Where, then, is the denaturing “enemy” located? In spite of some considerable overlap throughout the books, there does appear to be an increasing “distancing,” or removal from the center, in locating this enemy. Thus in The Divided Self (1960) the enemy is represented by some unaccepted, possibly unacceptable, parts of the self. (The concept of one part of the self repudiating another part has of course an immensely long intellectual history, besides being central to Freud’s thought.) But in The Self and Others (1961) there is already a markedly greater concern over interaction with others in producing pathology (cf., for instance, the chapters on “collusion” and on “driving the other crazy,” a concept referred to below). This is further developed in the 1964 book on families of schizophrenics, where the “enemy” must, I think, be seen in the pathological communication between parents and children within the family circle. Finally, in The Politics of Experience (1967) it is society that attempts to clap a strait jacket of conformity on children at their birth, devastating their potentialities, curdling the milk of human kindness.

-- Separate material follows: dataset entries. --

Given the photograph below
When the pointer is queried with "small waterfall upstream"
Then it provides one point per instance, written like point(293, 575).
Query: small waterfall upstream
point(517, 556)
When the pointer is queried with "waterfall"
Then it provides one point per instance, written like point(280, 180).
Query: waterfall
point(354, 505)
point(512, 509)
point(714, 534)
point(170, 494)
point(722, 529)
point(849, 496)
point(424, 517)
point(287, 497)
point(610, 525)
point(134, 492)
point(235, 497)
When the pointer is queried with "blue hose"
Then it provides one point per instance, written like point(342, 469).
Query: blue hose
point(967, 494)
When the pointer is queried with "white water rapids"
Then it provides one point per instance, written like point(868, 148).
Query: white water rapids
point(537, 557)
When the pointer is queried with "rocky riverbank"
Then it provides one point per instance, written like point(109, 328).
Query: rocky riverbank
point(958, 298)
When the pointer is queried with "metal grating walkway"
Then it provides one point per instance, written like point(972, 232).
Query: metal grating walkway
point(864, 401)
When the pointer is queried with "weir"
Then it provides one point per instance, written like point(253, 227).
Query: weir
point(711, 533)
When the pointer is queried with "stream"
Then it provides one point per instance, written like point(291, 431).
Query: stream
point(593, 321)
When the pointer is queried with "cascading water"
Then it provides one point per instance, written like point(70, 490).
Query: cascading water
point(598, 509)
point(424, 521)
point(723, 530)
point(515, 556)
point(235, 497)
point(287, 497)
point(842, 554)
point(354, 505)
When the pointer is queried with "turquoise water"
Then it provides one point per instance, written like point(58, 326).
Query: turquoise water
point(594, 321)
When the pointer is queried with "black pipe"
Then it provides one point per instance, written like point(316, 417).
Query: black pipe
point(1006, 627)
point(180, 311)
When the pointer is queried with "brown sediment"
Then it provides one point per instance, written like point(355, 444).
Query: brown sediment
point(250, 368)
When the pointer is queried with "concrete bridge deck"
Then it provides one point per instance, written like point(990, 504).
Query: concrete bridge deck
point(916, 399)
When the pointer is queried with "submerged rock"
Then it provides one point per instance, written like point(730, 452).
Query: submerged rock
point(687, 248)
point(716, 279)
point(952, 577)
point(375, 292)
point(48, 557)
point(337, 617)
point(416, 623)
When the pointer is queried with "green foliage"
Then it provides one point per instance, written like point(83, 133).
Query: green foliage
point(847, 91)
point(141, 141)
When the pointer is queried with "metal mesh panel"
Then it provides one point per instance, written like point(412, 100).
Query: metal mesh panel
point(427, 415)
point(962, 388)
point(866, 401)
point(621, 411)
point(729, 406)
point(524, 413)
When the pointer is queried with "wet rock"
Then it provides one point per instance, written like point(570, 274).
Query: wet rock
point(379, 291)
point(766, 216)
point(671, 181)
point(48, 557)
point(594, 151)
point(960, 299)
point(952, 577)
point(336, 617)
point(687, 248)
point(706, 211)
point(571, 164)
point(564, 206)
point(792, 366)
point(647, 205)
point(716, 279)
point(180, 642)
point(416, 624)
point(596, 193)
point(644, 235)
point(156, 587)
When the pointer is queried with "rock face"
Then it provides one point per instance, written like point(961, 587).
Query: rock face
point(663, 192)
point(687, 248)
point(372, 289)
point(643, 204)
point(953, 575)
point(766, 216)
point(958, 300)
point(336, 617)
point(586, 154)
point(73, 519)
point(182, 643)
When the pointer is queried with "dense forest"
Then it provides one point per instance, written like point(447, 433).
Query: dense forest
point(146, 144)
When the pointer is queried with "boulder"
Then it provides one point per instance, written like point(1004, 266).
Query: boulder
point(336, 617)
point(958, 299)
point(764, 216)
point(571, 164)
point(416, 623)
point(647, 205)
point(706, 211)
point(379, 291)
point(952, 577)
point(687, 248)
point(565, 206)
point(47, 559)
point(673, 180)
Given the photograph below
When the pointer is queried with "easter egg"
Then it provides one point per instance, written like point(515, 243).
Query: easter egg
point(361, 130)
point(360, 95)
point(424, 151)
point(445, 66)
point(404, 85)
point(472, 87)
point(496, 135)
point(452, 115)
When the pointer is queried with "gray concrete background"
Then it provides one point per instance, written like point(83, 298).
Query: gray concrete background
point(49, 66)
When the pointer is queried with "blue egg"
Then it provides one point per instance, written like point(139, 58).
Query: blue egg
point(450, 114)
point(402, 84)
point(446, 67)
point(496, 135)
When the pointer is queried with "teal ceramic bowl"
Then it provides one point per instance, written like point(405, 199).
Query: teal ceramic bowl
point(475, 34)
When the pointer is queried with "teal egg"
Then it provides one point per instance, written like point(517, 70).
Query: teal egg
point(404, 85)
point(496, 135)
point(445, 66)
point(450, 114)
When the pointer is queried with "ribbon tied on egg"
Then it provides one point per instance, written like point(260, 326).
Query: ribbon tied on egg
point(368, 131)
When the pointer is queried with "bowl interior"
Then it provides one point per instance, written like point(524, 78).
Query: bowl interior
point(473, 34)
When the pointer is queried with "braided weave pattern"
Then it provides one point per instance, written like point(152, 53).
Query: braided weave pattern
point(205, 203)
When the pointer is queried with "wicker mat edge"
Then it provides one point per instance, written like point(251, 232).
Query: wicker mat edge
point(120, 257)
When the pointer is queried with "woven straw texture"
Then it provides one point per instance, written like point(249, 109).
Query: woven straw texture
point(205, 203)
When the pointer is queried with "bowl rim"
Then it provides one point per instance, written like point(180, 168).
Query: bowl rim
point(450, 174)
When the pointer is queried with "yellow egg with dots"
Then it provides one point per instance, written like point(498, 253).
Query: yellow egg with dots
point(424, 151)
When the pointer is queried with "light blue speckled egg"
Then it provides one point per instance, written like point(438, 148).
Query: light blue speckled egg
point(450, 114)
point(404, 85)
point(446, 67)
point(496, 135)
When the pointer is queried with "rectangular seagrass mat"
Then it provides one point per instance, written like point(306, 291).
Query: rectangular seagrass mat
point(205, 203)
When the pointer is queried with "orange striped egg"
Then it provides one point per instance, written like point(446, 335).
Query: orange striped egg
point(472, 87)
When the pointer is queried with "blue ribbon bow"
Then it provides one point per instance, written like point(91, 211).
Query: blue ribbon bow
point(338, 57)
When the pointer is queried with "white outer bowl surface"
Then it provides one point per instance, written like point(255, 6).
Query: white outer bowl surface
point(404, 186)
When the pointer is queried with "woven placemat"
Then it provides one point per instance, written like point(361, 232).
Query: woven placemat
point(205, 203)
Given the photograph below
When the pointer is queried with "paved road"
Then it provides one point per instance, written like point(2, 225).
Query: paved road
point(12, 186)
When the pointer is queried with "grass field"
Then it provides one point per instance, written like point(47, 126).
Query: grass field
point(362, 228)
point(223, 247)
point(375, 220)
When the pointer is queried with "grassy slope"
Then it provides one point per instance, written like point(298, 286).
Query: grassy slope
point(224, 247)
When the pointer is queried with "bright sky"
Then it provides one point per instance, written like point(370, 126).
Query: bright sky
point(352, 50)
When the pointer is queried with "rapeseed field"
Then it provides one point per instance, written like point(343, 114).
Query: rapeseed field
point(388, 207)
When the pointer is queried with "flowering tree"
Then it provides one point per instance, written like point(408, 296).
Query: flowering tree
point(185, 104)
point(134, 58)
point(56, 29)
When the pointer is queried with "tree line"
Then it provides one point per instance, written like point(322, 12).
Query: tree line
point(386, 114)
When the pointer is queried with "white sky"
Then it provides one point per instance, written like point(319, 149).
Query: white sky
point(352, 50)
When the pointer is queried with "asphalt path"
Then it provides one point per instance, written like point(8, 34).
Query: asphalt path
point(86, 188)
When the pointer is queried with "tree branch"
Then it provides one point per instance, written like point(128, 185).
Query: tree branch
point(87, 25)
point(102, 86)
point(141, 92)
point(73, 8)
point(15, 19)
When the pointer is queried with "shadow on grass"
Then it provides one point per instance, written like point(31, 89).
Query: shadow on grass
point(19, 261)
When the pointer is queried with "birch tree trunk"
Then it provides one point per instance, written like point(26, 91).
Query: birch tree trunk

Although this scheme is oversimplified, I think that the progression is undeniable; it is even true that up to a point The Self and Others is concerned with interaction between two people (“dyadic relationships”), whereas the later book on families (as one might expect) never deals with fewer than three people. The changes of viewpoint are not made very explicit by Laing, except for some comments in the 1964 Preface to the English paperback edition of The Divided Self, the tone of which is like much of The Politics of Experience. It may be that the omission of this preface from the new American hardcover edition represents some theoretical or ideological backtracking.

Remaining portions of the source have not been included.